Review by Matt C.
MechRunner is an endless runner with guns and and a Transformer-like robot that can shift between tank and bipedal forms. That isn’t necessarily a recipe for a great game, but it should at least be a recipe for a bit of mindless fun. Unfortunately, MechRunner only really delivers on the “mindless” part; a combination of dull gameplay and clunky design make this a game with little enjoyment to be found.
At the most basic level, MechRunner works like any other endless runner: your character moves forward automatically, you strafe left and right to avoid obstacles, and the speed (and therefore the difficulty) increases as you get further along. This is where MechRunner starts to fall apart. Most endless runner games have distinct “lanes”, which make obstacles clear cut – if you’re in the same lane as the thing, you crash into it and die.

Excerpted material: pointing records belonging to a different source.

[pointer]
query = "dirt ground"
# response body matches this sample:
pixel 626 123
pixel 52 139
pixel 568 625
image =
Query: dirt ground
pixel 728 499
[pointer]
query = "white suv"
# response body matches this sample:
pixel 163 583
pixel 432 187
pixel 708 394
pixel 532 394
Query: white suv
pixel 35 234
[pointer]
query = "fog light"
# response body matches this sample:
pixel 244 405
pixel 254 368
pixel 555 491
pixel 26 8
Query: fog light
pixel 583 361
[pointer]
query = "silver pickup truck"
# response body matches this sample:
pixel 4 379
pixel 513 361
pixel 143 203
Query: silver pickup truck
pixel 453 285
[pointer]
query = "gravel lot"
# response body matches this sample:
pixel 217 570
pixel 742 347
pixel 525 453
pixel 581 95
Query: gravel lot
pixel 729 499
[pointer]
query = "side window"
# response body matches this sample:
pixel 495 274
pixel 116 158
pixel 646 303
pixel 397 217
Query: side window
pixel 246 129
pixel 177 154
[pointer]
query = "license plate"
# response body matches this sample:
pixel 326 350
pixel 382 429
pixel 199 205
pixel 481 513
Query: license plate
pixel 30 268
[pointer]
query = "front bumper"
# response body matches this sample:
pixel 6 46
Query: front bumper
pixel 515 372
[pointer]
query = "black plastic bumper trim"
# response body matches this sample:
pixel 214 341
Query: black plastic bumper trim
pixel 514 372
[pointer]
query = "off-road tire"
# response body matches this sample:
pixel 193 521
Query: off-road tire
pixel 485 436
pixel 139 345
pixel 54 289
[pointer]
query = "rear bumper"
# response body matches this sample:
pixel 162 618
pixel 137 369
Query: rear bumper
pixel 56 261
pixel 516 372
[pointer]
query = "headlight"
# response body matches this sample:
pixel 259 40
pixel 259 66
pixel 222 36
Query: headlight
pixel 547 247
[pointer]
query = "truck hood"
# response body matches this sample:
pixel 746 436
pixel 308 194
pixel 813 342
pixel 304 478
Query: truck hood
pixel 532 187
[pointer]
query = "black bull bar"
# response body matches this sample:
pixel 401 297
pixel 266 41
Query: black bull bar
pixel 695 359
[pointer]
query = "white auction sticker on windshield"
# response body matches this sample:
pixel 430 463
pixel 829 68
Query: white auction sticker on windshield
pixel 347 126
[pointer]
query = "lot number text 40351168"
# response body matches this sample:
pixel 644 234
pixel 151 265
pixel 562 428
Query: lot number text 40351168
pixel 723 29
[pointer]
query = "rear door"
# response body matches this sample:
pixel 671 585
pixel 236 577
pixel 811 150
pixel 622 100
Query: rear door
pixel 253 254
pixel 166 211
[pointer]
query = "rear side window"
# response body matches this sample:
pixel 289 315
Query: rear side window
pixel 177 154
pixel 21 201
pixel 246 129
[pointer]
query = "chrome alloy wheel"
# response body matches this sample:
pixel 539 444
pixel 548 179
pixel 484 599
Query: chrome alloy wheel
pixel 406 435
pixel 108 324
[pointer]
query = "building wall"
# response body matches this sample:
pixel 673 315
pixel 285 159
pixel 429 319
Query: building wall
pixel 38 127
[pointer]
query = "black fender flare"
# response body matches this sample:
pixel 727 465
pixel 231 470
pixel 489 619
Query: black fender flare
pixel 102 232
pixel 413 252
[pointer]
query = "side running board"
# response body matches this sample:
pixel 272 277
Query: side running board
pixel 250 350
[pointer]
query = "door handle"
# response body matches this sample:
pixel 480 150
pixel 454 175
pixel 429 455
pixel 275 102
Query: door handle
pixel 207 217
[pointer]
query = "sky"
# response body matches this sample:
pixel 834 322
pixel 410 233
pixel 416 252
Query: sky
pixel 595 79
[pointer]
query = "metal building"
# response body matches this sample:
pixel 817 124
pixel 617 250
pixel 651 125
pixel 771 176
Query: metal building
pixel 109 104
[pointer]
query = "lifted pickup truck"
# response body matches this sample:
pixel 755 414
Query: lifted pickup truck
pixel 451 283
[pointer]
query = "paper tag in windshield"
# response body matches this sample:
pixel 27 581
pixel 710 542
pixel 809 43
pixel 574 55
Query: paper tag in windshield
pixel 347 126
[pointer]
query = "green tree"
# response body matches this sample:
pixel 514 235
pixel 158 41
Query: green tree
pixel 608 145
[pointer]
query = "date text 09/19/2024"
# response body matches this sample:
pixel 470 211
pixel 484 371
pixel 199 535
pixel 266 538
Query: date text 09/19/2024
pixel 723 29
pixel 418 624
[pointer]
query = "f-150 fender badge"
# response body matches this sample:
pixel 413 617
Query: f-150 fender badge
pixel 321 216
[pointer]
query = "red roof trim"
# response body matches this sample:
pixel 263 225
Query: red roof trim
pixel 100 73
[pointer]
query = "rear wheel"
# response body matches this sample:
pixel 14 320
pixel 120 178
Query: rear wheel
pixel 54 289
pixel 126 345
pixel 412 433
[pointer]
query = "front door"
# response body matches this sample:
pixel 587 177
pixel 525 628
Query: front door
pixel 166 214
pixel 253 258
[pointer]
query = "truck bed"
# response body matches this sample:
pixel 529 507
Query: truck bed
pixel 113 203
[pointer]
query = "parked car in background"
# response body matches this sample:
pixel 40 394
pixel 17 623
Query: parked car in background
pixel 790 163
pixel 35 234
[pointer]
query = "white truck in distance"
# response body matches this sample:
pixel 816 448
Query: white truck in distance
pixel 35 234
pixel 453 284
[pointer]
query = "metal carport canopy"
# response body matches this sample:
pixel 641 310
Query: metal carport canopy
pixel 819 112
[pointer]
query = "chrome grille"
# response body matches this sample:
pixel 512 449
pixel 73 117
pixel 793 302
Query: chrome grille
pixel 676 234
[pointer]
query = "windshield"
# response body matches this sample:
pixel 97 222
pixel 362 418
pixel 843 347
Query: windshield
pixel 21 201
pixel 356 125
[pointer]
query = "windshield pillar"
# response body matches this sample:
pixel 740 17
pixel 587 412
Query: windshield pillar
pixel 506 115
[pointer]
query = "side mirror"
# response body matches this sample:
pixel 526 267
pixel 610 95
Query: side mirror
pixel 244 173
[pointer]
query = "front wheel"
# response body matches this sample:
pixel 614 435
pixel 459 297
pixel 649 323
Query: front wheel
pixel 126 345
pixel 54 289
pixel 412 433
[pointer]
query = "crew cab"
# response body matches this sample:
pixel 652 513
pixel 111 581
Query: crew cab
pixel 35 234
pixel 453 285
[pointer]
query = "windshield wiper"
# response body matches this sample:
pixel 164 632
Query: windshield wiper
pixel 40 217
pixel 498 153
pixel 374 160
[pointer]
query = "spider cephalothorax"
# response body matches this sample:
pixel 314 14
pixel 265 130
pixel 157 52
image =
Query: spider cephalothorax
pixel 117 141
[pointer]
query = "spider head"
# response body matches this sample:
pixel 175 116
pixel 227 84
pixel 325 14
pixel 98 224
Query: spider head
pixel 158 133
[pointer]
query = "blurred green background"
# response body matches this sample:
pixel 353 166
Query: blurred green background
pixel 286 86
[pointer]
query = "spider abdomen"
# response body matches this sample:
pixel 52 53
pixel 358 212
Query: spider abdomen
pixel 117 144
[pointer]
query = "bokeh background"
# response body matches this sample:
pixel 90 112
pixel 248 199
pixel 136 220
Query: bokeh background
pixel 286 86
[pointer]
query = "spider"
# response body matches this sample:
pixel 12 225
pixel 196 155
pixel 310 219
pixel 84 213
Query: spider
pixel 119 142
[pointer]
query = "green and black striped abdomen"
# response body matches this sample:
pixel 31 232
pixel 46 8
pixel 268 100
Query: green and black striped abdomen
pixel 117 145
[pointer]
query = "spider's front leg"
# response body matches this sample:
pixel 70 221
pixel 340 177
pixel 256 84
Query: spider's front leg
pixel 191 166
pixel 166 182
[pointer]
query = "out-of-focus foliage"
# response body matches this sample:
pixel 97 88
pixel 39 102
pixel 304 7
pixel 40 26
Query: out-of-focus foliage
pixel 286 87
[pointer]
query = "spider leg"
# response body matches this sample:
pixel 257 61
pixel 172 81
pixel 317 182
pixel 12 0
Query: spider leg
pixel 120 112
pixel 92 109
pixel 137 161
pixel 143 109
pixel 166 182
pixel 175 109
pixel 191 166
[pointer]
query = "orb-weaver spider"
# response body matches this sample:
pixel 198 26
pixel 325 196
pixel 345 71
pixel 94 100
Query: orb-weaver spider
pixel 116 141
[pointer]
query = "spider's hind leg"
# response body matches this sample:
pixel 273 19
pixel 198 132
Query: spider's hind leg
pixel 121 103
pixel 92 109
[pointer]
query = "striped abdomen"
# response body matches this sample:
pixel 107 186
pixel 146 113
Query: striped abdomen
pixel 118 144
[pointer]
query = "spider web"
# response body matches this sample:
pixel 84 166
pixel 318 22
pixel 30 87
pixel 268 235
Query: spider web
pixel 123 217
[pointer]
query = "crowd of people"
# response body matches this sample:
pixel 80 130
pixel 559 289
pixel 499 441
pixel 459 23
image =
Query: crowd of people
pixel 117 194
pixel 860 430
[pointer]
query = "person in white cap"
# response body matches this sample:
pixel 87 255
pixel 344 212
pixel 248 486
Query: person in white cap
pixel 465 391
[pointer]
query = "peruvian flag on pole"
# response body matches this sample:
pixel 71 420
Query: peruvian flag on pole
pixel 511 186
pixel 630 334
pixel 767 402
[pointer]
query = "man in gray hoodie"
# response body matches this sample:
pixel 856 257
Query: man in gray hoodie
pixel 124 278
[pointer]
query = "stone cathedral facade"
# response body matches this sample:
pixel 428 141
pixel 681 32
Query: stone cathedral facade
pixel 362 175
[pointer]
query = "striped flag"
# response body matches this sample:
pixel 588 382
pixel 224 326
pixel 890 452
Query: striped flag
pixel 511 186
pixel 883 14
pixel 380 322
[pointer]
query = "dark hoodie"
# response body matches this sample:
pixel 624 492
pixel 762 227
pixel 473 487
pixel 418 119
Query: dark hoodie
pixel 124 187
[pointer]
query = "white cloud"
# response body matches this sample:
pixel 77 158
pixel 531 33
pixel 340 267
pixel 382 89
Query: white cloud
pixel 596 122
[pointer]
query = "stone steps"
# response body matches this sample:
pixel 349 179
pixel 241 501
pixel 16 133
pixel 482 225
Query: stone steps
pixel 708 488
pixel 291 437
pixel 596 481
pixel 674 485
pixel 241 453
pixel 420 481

In MechRunner, you can freely move left and right within the game area, which means crashes depend on collision detection. MechRunner’s hit detection is really uneven, so much of the game is spent running into things that, visually, you cleared with ease. That issue gets compounded by collapsing buildings that regularly put debris in a path that was clear beforehand, often with no time to get out of the way. Luckily, a crash isn’t instant death here; you can weather a fair few collisions before you die, but it’s still frustrating to keep losing health to things beyond your control.
It’s also not clear, at least initially, what debris counts as an obstacle and what is just set dressing. MechRunner takes place in a dystopian future, in the midst of a collapsing city, so the streets are rife with abandoned cars, collapsed buildings, and piles of junk. Some of these things are small enough that your mech can just blast through them without a scratch, while others take a chunk of your health. That’s fair enough, but the distinction isn’t really clear cut, so it takes a bit of trial and error to figure out what’s safe and what isn’t.
It’s a running game first and foremost, but MechRunner is also a shooter. In tank form, you can fire laser shots and missiles, while robot form has a sword and machine gun. With these, you can take out enemies that get in your way.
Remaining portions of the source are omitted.